"A verdade será sempre um escândalo". (In Adriano, M. Yourcenar)

"Quero imaginar sob que novos traços o despotismo poderia produzir-se no mundo... Depois de ter colhido em suas mãos poderosas cada indivíduo e de moldá-los a seu gosto, o soberno estende seus braços sobre toda a sociedade... Não quebra as vontades, mas as amolece, submete e dirige... Raramente força a agir, mas opõe-se sem cessar a que se aja; não destrói, impede que se nasça; não tiraniza, incomoda, oprime, extingue, abestalha e reduz enfim cada nação a não ser mais que um rebanho de animais tímidos, do qual o governo é o pastor. (...)
A imprensa é, por excelência, o instrumento democrático da liberdade."
Alexis de Tocqueville (1805-1859)



domingo, 2 de setembro de 2012

A PRIVATARIA ARRUINA A BIBLIOTECA NACIONAL

 

Biblioteca, como diz o nome, é um lugar onde se guardam livros catalogados, acessíveis ao público.
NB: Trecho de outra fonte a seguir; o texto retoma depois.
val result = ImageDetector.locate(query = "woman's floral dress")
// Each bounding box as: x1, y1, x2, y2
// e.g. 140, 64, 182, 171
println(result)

No caso da Biblioteca Nacional, um transeunte que entra no prédio para sapear o catálogo precisa deixar até os cadernos na portaria. Caneta não entra, só lápis preto.

Se alguém for à página da BN na internet, terá à mão um catálogo de 576 mil obras, apesar de o acervo ser de pelo menos dois milhões. Mais, nas palavras do seu Relatório de Gestão: “Para evitar sobrecarga (da rede elétrica), não é permitido aos leitores utilizar carregadores para equipamentos como computadores, gravadores e assemelhados.”

Neste ano, em duas ocasiões, vazamentos do sistema de ar-refrigerado inundaram áreas em vários andares, formando poças com até dez centímetros de profundidade. Há estantes que dão choque, sua fachada centenária solta pedaços, e tapumes protegem os pedestres.

Funcionários da instituição fizeram uma manifestação na sua escadaria celebrando “o aniversário das baratas que infestam o prédio, com destaque para seu ‘berçário’, no quinto andar; das pragas que gostam muito de papel: brocas, traças e cupins” bem como “dos ratos do primeiro andar”.


Nesse cenário de real ruína, ressurge a cantilena: faltam recursos. Coisa nenhuma. O governo da doutora Dilma e a administração do companheiro Galeno Amorim, atual diretor da BN, botam dinheiro da Viúva em coisas que nada têm a ver com a tarefa de guardar, catalogar e tornar acessíveis os livros.

Em 2011 o Orçamento deu à BN R$ 30,1 milhões para gastos sem relação com pessoal e encargos. De outras fontes públicas, para diversas finalidades, recebeu mais R$ 63,4 milhões. A digitalização dos sacrossantos “Anais da BN” parou em 1997, mas ela gastou alguns milhões em coedições, no patrocínio de traduções (inclusive para o croata) e na manutenção de um Circuito Nacional de Feiras do Livro.

Colocou R$ 16,7 milhões num programa de compra e distribuição de livros populares, ao preço máximo de R$ 10, para distribuí-los pelo país afora. (Quem achou que por R$ 10 compram-se também estoques de livros encalhados ganha uma passagem de ida e volta a Paris.)

A criação de um polo de irradiação editorial pode ser uma boa ideia, mas essa não é a atribuição da Casa. Mercado de livros é coisa privada, biblioteca é coisa pública. Se ela não tivesse ratos no primeiro andar, baratas em todos, estantes que dão choque e um catálogo eletrônico mixuruca, poderia entrar no que quisesse, até mesmo na exploração do pré-sal.

Se Galeno Amorim pode revolucionar o mundo editorial brasileiro, a doutora Dilma deveria criar o Programa do Livro Companheiro, o Prolico. Nomeando-o para lá, deixaria a Biblioteca Nacional para quem pudesse cuidar dela.